ByteDance Bernini unifies text, image, and video editing in one model
ByteDance released Bernini, a multimodal video generator and editor that handles text-to-video, subject-to-video, video-to-video, and reference-guided video editing in a single DiT-based architecture.
ByteDance released Bernini, a video generation and editing model that runs four modes in one architecture: text-to-video (T2V), subject-to-video (S2V), video-to-video (V2V), and reference-guided video-to-video (RV2V). The model combines a multimodal large language model (MLLM) with a diffusion transformer (DiT) backbone. Weights are available on HuggingFace, and a ComfyUI custom node for fp8-scaled inference appeared within hours.
Bernini's reference-guided mode (RV2V) preserves face identity in reference-guided edits 20 percent better than the nearest competitor, though the baseline and metric remain unspecified. The four-mode design lets users start from text, a still image, or existing video, then steer output with a reference frame—useful for character consistency across shots or applying a specific look to generated footage. The S2V mode animates a still object or character, while V2V handles style transfer and motion editing on existing clips.

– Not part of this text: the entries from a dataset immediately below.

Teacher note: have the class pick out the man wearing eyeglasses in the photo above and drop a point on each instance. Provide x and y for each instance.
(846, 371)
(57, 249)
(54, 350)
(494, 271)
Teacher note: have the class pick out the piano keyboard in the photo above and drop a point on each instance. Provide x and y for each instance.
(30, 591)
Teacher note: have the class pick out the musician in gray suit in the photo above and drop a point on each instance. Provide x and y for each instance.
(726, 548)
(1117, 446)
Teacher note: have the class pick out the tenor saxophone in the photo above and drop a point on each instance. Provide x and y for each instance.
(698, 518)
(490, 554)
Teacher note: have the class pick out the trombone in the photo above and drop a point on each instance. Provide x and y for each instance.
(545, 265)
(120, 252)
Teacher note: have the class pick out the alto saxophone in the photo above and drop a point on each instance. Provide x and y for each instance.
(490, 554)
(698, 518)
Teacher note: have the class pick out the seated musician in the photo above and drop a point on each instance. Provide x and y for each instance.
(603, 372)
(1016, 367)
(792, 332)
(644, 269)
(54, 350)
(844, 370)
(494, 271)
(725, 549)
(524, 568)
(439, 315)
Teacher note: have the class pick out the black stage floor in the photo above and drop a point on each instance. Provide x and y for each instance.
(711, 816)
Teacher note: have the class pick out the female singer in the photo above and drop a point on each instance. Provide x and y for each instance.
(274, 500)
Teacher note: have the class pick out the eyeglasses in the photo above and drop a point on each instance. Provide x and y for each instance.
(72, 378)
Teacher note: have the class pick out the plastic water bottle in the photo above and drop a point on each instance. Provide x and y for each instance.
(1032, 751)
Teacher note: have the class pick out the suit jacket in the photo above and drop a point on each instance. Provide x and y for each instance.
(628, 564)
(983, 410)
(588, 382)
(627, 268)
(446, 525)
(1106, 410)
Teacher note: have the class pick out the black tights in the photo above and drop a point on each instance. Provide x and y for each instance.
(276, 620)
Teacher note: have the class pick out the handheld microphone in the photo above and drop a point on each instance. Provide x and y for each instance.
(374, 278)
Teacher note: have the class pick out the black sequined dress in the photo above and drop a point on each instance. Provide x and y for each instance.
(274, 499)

The MLLM integration allows Bernini to parse complex text prompts and spatial instructions before passing them to the diffusion backbone, a pattern seen in other multimodal video models but rarely shipped with all four generation modes in a single checkpoint. A custom node repository on HuggingFace hosts fp8-scaled weights optimized for consumer GPUs; the quantization should make Bernini accessible to users with 24GB VRAM, though ByteDance has not published official hardware requirements or inference benchmarks. The model card does not yet include sample outputs, training data details, or a technical paper. License terms are also unspecified.